Ore 11:12. Consultazioni, si riparte dal gruppo Autonomie

È appena iniziato alla Camera l’incontro fra il presidente del Consiglio incaricato, Mario Draghi, e i rappresentanti del gruppo per le Autonomie del Senato.

Ore 10:20 Bettini (Pd): “Lega in maggioranza? Problema loro”

La Lega in maggioranza in un esecutivo Draghi? “Il problema è tutto della Lega. Certamente l’impostazione ultraeuropeista di draghi è un problema per loro, non per noi.”. Così goffredo bettini, dirigente nazionale del pd, stamattina in una intervista a radio24.

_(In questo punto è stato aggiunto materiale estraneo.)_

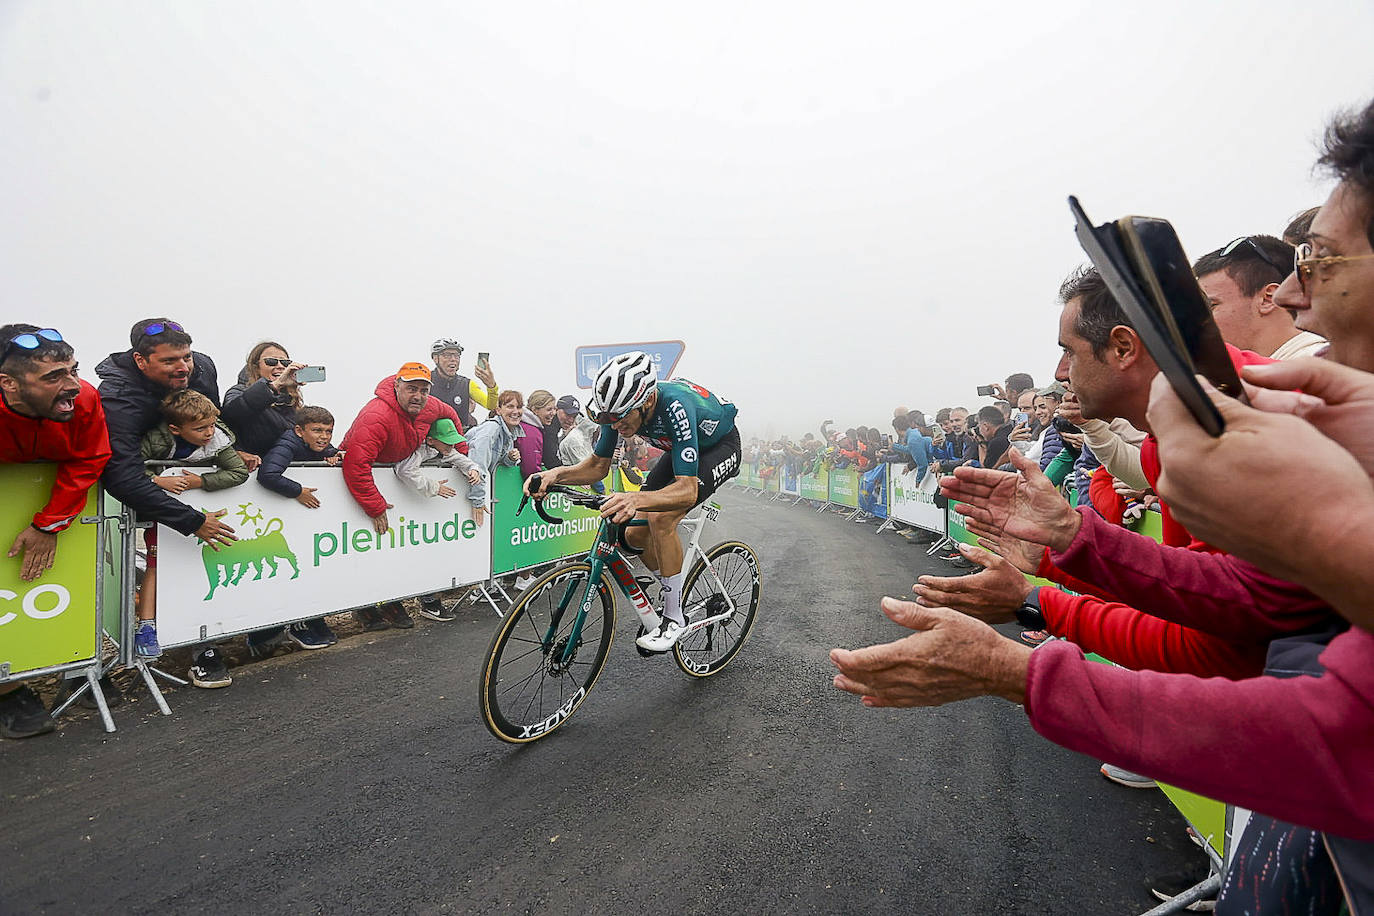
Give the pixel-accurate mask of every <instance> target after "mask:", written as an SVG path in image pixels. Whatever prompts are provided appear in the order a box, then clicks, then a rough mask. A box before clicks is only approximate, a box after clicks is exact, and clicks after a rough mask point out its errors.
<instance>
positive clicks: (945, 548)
mask: <svg viewBox="0 0 1374 916" xmlns="http://www.w3.org/2000/svg"><path fill="white" fill-rule="evenodd" d="M952 547H954V538H952V537H949V536H948V534H945V536H944V537H941V538H940V540H938V541H936V542H934V544H932V545H930V549H929V551H926V556H934V555H936V553H937V552H940V551H947V549H949V548H952Z"/></svg>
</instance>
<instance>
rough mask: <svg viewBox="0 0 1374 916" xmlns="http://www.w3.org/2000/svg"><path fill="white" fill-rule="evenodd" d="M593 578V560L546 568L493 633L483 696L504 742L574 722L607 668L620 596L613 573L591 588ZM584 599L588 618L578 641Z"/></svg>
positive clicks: (482, 690) (488, 658)
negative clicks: (589, 564) (616, 596)
mask: <svg viewBox="0 0 1374 916" xmlns="http://www.w3.org/2000/svg"><path fill="white" fill-rule="evenodd" d="M589 577H591V566H589V564H587V563H566V564H563V566H558V567H555V569H552V570H550V571H548V573H544V574H543V575H540V577H539V578H537V580H534V582H533V584H530V586H529V588H528V589H525V593H523V595H521V597H519V600H518V602H515V606H514V607H511V610H510V612H508V614H506V619H503V621H502V626H500V629H497V630H496V636H493V637H492V645H491V648H489V650H486V661H485V662H484V663H482V683H481V685H480V691H478V696H480V702H481V707H482V721H484V722H485V724H486V728H488V729H489V731H491V732H492V735H495V736H496V737H499V739H502V740H503V742H511V743H513V744H528V743H529V742H533V740H539V739H540V737H544V736H545V735H548V733H550V732H552V731H554V729H556V728H558V726H559V725H562V724H563V722H566V721H567V717H569V715H572V714H573V713H576V711H577V707H580V706H581V705H583V700H584V699H587V694H588V692H589V691H591V689H592V685H594V684H595V683H596V677H598V676H599V674H600V672H602V667H605V665H606V654H607V652H609V651H610V644H611V639H613V637H614V634H616V599H614V596H613V595H611V591H610V586H609V585H607V584H606V580H605V577H603V578H602V580H600V581H598V582H596V584H595V588H594V589H592V592H591V595H588V593H587V589H588V584H589ZM584 602H585V619H584V621H583V626H581V632H580V633H578V634H577V637H576V640H574V639H573V625H574V622H576V621H577V617H578V611H581V610H583V604H584ZM559 606H562V608H563V610H559ZM569 650H570V651H569Z"/></svg>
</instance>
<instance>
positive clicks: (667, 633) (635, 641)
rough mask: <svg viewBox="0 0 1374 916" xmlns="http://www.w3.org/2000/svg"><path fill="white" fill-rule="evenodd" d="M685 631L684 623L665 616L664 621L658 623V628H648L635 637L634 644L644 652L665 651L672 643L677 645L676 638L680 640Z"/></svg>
mask: <svg viewBox="0 0 1374 916" xmlns="http://www.w3.org/2000/svg"><path fill="white" fill-rule="evenodd" d="M686 632H687V625H686V623H679V622H677V621H669V619H666V618H665V619H664V622H662V623H660V625H658V629H655V630H650V632H647V633H644V634H643V636H640V637H639V639H636V640H635V645H638V647H639V648H642V650H644V651H646V652H666V651H668V650H671V648H672V647H673V645H677V640H680V639H682V637H683V633H686Z"/></svg>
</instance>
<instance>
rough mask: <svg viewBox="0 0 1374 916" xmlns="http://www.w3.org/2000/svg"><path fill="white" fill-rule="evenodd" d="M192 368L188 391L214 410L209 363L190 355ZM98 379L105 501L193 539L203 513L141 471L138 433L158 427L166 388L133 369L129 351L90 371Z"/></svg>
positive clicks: (165, 394)
mask: <svg viewBox="0 0 1374 916" xmlns="http://www.w3.org/2000/svg"><path fill="white" fill-rule="evenodd" d="M191 356H192V358H194V361H195V369H192V372H191V387H192V389H195V390H196V391H199V393H201V394H203V396H206V397H207V398H210V400H212V401H214V405H216V407H218V405H220V383H218V376H217V375H216V372H214V363H213V361H212V360H210V357H207V356H205V354H203V353H195V352H192V353H191ZM95 374H96V375H98V376H99V378H100V402H102V404H103V405H104V422H106V426H107V427H110V450H111V452H113V455H111V457H110V463H109V464H106V466H104V474H102V475H100V482H102V483H104V489H107V490H109V492H110V496H113V497H114V499H117V500H120V501H121V503H124V504H125V505H128V507H131V508H132V509H133V511H135V512H137V514H139V518H142V519H144V520H148V522H159V523H161V525H166V526H168V527H170V529H174V530H177V531H180V533H181V534H194V533H195V530H196V529H198V527H201V525H203V523H205V514H203V512H196V511H195V509H192V508H191V507H190V505H187V504H185V503H183V501H181V500H179V499H176V497H174V496H172V494H170V493H168V492H166V490H164V489H162V488H159V486H158V485H157V483H154V482H153V479H151V478H150V477H148V475H147V474H144V472H143V452H142V442H143V434H144V433H147V431H148V430H151V428H153V427H155V426H158V424H159V423H161V422H162V409H161V407H159V405H161V402H162V398H164V397H166V396H168V393H169V389H165V387H162V386H159V385H154V383H153V382H150V380H148V379H147V376H146V375H143V372H139V367H137V365H135V364H133V350H125V352H122V353H111V354H110V356H109V357H107V358H104V360H102V363H100V365H98V367H95Z"/></svg>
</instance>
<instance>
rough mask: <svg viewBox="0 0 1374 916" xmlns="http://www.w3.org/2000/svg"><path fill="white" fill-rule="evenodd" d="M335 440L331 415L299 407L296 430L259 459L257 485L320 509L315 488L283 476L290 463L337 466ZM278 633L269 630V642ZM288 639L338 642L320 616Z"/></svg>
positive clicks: (323, 619)
mask: <svg viewBox="0 0 1374 916" xmlns="http://www.w3.org/2000/svg"><path fill="white" fill-rule="evenodd" d="M333 438H334V415H333V413H330V412H328V411H326V409H324V408H323V407H302V408H300V409H297V411H295V428H291V430H287V431H284V433H282V437H280V438H279V439H278V441H276V445H273V446H272V448H271V449H268V453H267V455H264V456H262V464H261V466H260V467H258V483H261V485H262V486H265V488H267V489H269V490H272V492H273V493H280V494H282V496H284V497H287V499H293V500H295V501H297V503H300V504H301V505H304V507H305V508H308V509H317V508H320V499H319V497H317V496H315V490H316V488H313V486H301V485H300V483H297V482H295V481H293V479H291V478H289V477H286V471H287V468H289V467H290V466H291V463H293V461H327V463H330V464H338V463H339V461H341V460H342V459H343V453H342V452H339V450H338V449H337V448H334V445H333V444H331V442H330V441H331V439H333ZM275 633H280V630H268V632H267V634H268V636H269V637H272V639H276V637H275ZM286 634H287V637H289V639H290V640H291V641H293V643H295V644H297V645H300V647H301V648H328V647H330V645H334V644H335V643H338V641H339V637H338V636H335V634H334V630H333V629H330V625H328V623H326V622H324V618H323V617H316V618H312V619H309V621H297V622H295V623H291V625H290V626H287V628H286Z"/></svg>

Ore 10:13. Casaleggio spinge per voto su Rousseau

“Ho incontrato diversi parlamentari e ministri qui a Roma. Qualunque sarà lo scenario politico possibile c’è ampio consenso sul fatto che l’unico modo per avere una coesione del Movimento 5 stelle sarà quello di chiedere agli iscritti su Rousseau”. Così il presidente di Rousseau, Davide Casaleggio.

Ore 09:13. Zingaretti: “Sintesi è di Draghi”

“Draghi dovrà produrre una sintesi sui contenuti e sul programma e definire il perimetro della maggioranza”. Il segretario del Pd Nicola Zingaretti lo dice in collegamento con Radio Anch’io, su Rai Radio Uno. “Sono urgenti scelte chiare- dice Zingaretti- va fermata la pandemia, si deve affrontare il next generation eu, va aperta la lotta alle diseguaglianze con politiche di genere e per il lavoro, tenendo conto che il 98% di coloro che hanno perso il lavoro sono donne”.

Ore 09:00 Di Battista: “Ogni ora più ragioni per dire no a Draghi”

“Ogni ora che passa, per quanto mi riguarda, si aggiungono ragioni su ragioni per dire ‘no’ a Draghi”. Alessandro Di Battista lo scrive in un post su Facebook pubblicato nella notte, alle 2.30 circa. “Governo politico è una parola che non ha alcun senso in questo scenario. Cosa c’è di politico nel governare con Pd, Leu, Forza iIalia, Più Europa, Centro democratico e, probabilmente, Lega nord? Ci sarà qualche ‘politico’ dentro- scrive Di Battista- un numero, tra l’altro, decisamente inferiore a quel che si immaginano molti sostenitori del sì a Draghi. Ma di politico non vi sarà nulla”.

Ore 08:06. Casaleggio a Roma, forse incontro con Grillo

Anche Davide Casaleggio è a Roma, e non è escluso che nelle prossime ore veda Beppe Grillo, il garante del Movimento arrivato nella capitale nella serata di ieri. Il presidente dell’associazione Rousseau é arrivato a Roma martedi scorso per una serie di incontri anche con esponenti del M5S.